In contrast, Allen Gilmore played Aaron, a Moor, with such passion and intensity that he seemed to brandish death like claws. With his stunning physique and animal movement, he had the lethal threat of a jaguar, all the intelligence and cunning of a predator who knows everything about the terrain and his prey. That same depth and complexity also enriched the role of Tamora, played with authority by Kathleen Pirkl Tague. Given the substantial, intelligent performance of Laurence Ballard as Titus' brother Marcus Andronicus, a strikingly effective Bassianus played by Peter Crook, and an affecting, smartly crafted performance by Kristen Flanders as the despoiled Lavinia, Titus came out rather pale and ineffectual. That's a pretty big problem for the character at the center of the drama.

It also left open a comedic response to the absurd extent of the bloodshed. I believe the intention is not to become ridiculous, but to deliver us to madness. Some lines that seem like nonsense may in fact be insanity reaching for meaning as all the world around becomes increasingly demented. I think it's either horrific or ridiculous, but if it tries to be both one loses the aesthetic unity of the play. I think that's what happened here.

Through the first act, the style was quite straightforward, actor and text, with the occasional touches of contemporary props, and the neon and industrial set by Deborah Jensen. Peter John Still composed a sound design, primarily for drums, which clearly established this was a drama of thunder and pounding events. Christopher Akerlind contributed an inventive and accomplished lighting design. Mr. Sher let the play itself display its parallels to our world, and its relevance was riveting.

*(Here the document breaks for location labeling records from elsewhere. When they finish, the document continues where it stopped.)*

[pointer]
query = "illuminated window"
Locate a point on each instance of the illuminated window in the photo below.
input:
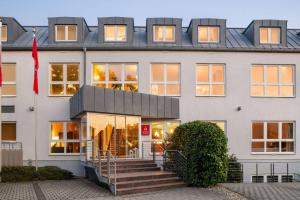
(115, 33)
(165, 79)
(64, 138)
(118, 76)
(210, 80)
(4, 33)
(163, 33)
(65, 33)
(272, 80)
(64, 79)
(269, 35)
(9, 131)
(9, 87)
(208, 34)
(275, 137)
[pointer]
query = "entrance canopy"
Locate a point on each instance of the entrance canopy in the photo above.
(105, 100)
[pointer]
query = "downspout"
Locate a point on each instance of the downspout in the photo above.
(84, 66)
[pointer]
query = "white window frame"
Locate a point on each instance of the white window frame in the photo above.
(164, 33)
(210, 82)
(10, 122)
(64, 82)
(279, 83)
(65, 140)
(209, 35)
(116, 33)
(5, 39)
(66, 33)
(165, 82)
(270, 29)
(107, 81)
(10, 82)
(279, 140)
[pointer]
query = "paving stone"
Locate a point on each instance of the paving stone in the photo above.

Then, in the final act, we have a sudden intrusion of modern devices and intentions. A fantastical scene where the embodiments of Revenge, Murder and Rape appear is enhanced with an echoed mic. A freezer appears on stage, along with Titus wearing a chef's outfit for the final banquet. That final banquet was, for me, the thing that really subverted the play. Suddenly we were somewhere between Monty Python and Sweeney Todd, and people were laughing derisively at the play's most horrific action. For me, it was a disastrous choice, and finally undid what had been a reasonably successful production. "Titus Andronicus" may be lesser Shakespeare, and a difficult play to appreciate in an Elizabethan context, let alone our own. But with each day's news of the Middle-East, for example, its weaknesses seem mean and degraded in important ways that parallel our own world. This production, like Titus, seemed to lose its moral compass, and wandered adrift in its own carnage. In the end, it all seemed like too much Halloween, and not enough nightmare.